A eso se le debe sumar un vicepresidente a quien varios en la izquierda no quieren ver ni en fotos. Un ministro de Economía y Finanzas que tiene más contras dentro de la izquierda que fuera de ella. Una OPP que juega su propio partido, complicando al equipo económico con el aparente visto bueno del Presidente. ¿No es increíble que el equipo económico impulse la rebaja del IVA a quienes paguen con tarjeta de crédito, el MPP se oponga y el Presidente maldiga a las tarjetas de crédito por hacerle gastar dinero a la gente?
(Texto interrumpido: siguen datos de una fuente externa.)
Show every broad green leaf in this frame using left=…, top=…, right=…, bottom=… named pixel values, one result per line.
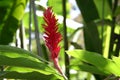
left=76, top=0, right=99, bottom=23
left=0, top=0, right=27, bottom=44
left=67, top=50, right=120, bottom=76
left=0, top=67, right=62, bottom=80
left=93, top=0, right=112, bottom=19
left=0, top=45, right=62, bottom=80
left=112, top=56, right=120, bottom=68
left=70, top=59, right=109, bottom=75
left=84, top=22, right=102, bottom=53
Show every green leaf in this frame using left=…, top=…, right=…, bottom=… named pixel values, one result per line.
left=76, top=0, right=99, bottom=23
left=67, top=50, right=120, bottom=76
left=0, top=67, right=62, bottom=80
left=93, top=0, right=112, bottom=19
left=0, top=0, right=27, bottom=45
left=84, top=22, right=102, bottom=53
left=0, top=45, right=62, bottom=80
left=112, top=56, right=120, bottom=68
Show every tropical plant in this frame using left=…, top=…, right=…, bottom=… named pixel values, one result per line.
left=0, top=0, right=120, bottom=80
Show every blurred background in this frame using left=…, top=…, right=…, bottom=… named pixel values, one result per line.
left=0, top=0, right=120, bottom=80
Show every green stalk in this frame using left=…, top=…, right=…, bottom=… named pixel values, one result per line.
left=63, top=0, right=70, bottom=80
left=109, top=0, right=118, bottom=58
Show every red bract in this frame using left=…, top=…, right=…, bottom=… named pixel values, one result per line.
left=43, top=7, right=67, bottom=80
left=43, top=7, right=62, bottom=60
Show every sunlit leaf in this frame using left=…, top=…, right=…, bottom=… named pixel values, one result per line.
left=67, top=50, right=120, bottom=76
left=0, top=45, right=62, bottom=80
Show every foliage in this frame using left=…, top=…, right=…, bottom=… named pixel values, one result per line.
left=0, top=0, right=120, bottom=80
left=0, top=45, right=62, bottom=80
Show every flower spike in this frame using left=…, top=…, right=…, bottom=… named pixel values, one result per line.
left=42, top=7, right=67, bottom=80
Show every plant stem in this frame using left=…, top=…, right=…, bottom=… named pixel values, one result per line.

La política exterior, para el caso que exista, es tan errática como incomprensible. El impuesto a las grandes concentraciones de tierra va a salir sin que el vicepresidente, el ministro de Economía y Finanzas, el ministro de Ganadería y Agricultura, y el ministro de Transporte y Obras públicas lo apoyen. ¿Eso es normal?
¿Cuánto resiste un país sin un gobierno, o con un gobierno con siete cabezas donde cada quien hace lo que se le da la gana?